Hojlund-Lukaku: coppia da sogno per il Napoli
“È importante per noi vincere, tutti vogliamo andare avanti”, ha esordito Hojlund ai microfoni di Sky Sport, sottolineando la compattezza del gruppo in un momento segnato dalle defezioni. “Abbiamo un gruppo forte e una mentalità che ci permette di superare le difficoltà”, ha aggiunto, senza nascondere l’importanza del ritorno in campo del centravanti belga.
“Per me è uguale, io vedo che Lukaku è veramente forte.
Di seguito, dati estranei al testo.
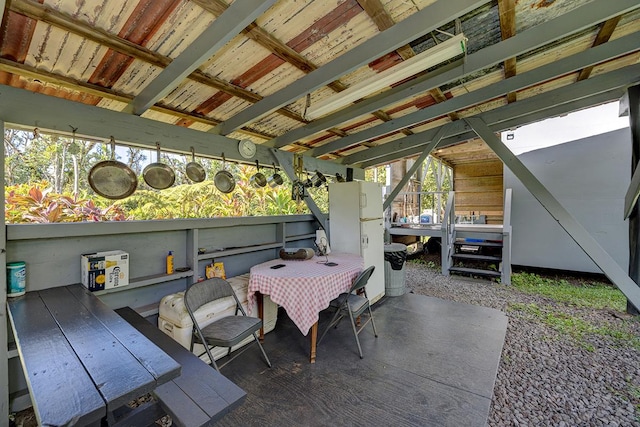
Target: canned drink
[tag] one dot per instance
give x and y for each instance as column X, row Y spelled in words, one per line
column 16, row 278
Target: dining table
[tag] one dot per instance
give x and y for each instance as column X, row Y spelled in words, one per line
column 81, row 360
column 304, row 287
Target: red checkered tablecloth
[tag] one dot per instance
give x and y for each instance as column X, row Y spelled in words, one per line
column 304, row 288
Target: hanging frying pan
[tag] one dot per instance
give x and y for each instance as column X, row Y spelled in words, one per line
column 258, row 179
column 112, row 179
column 223, row 179
column 275, row 179
column 158, row 175
column 195, row 171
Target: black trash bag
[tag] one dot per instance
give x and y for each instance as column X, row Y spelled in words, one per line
column 396, row 259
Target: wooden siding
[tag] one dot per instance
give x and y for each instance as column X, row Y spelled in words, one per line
column 478, row 187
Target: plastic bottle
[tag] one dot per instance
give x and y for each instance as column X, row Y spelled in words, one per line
column 170, row 263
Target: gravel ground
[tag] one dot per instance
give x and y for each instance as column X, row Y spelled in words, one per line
column 546, row 377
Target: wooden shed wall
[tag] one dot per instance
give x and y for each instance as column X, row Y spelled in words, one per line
column 478, row 186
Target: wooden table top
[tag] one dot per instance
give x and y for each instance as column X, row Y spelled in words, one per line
column 80, row 359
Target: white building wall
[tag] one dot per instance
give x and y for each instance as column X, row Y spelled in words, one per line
column 589, row 177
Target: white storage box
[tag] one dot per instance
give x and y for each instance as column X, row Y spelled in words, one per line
column 174, row 320
column 104, row 270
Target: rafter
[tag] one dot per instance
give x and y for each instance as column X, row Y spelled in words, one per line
column 231, row 22
column 413, row 27
column 568, row 23
column 602, row 88
column 603, row 36
column 29, row 72
column 566, row 65
column 507, row 12
column 66, row 22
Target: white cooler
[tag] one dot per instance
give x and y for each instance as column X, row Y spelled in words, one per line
column 174, row 318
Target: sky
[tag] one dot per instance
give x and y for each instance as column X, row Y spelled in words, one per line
column 558, row 130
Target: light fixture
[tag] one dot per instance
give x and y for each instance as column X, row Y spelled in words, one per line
column 446, row 50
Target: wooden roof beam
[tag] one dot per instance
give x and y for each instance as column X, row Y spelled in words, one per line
column 507, row 11
column 413, row 27
column 30, row 72
column 66, row 22
column 240, row 14
column 531, row 78
column 603, row 36
column 599, row 89
column 571, row 22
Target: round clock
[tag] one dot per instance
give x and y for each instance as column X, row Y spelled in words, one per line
column 247, row 148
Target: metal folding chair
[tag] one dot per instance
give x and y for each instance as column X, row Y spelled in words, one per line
column 353, row 304
column 226, row 331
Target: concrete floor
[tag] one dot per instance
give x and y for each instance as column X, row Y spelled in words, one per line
column 434, row 363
È una brava persona e spero di giocare molto”, ha dichiarato l’ex United, lasciando intendere che la convivenza tecnica tra i due in attacco è possibile. “Credo che possiamo giocare insieme benissimo, ha già dimostrato di sapersi adattare anche con un’altra punta. Io stesso ho giocato in coppia d’attacco in passato, non sarebbe un problema per me”, ha aggiunto Hojlund, pronto a formare una nuova arma offensiva per il Napoli.
Il match contro il Copenaghen rappresenta un ritorno alle origini per l’attaccante danese, cresciuto proprio nel settore giovanile del club danese. “È sempre un’emozione speciale tornare a casa. Qui ho già segnato con la maglia dello United e spero di farlo anche domani”, ha spiegato. La sfida sarà cruciale per il cammino europeo degli azzurri, attualmente a pari punti proprio con la squadra danese.
Copenaghen-Napoli: parla Hojlund
Alla domanda su che tipo di partita si aspetta, Hojlund ha risposto con lucidità: “Sarà un gran match. Il Copenaghen è compatto, ha qualità e davanti ha Cornelius, un attaccante che conosco bene e che è molto temibile”. Un avversario da non sottovalutare, dunque, per un Napoli chiamato a invertire il trend negativo nelle gare esterne di Champions. Hojlund non segna da cinque partite, ma non sembra preoccuparsene troppo: “È come il ketchup nel calcio: ne fai uno e poi arrivano tutti insieme”, ha scherzato. “Ovviamente voglio fare gol, è il mio lavoro, ma l’importante resta la squadra”, ha concluso, confermando un atteggiamento maturo e concentrato.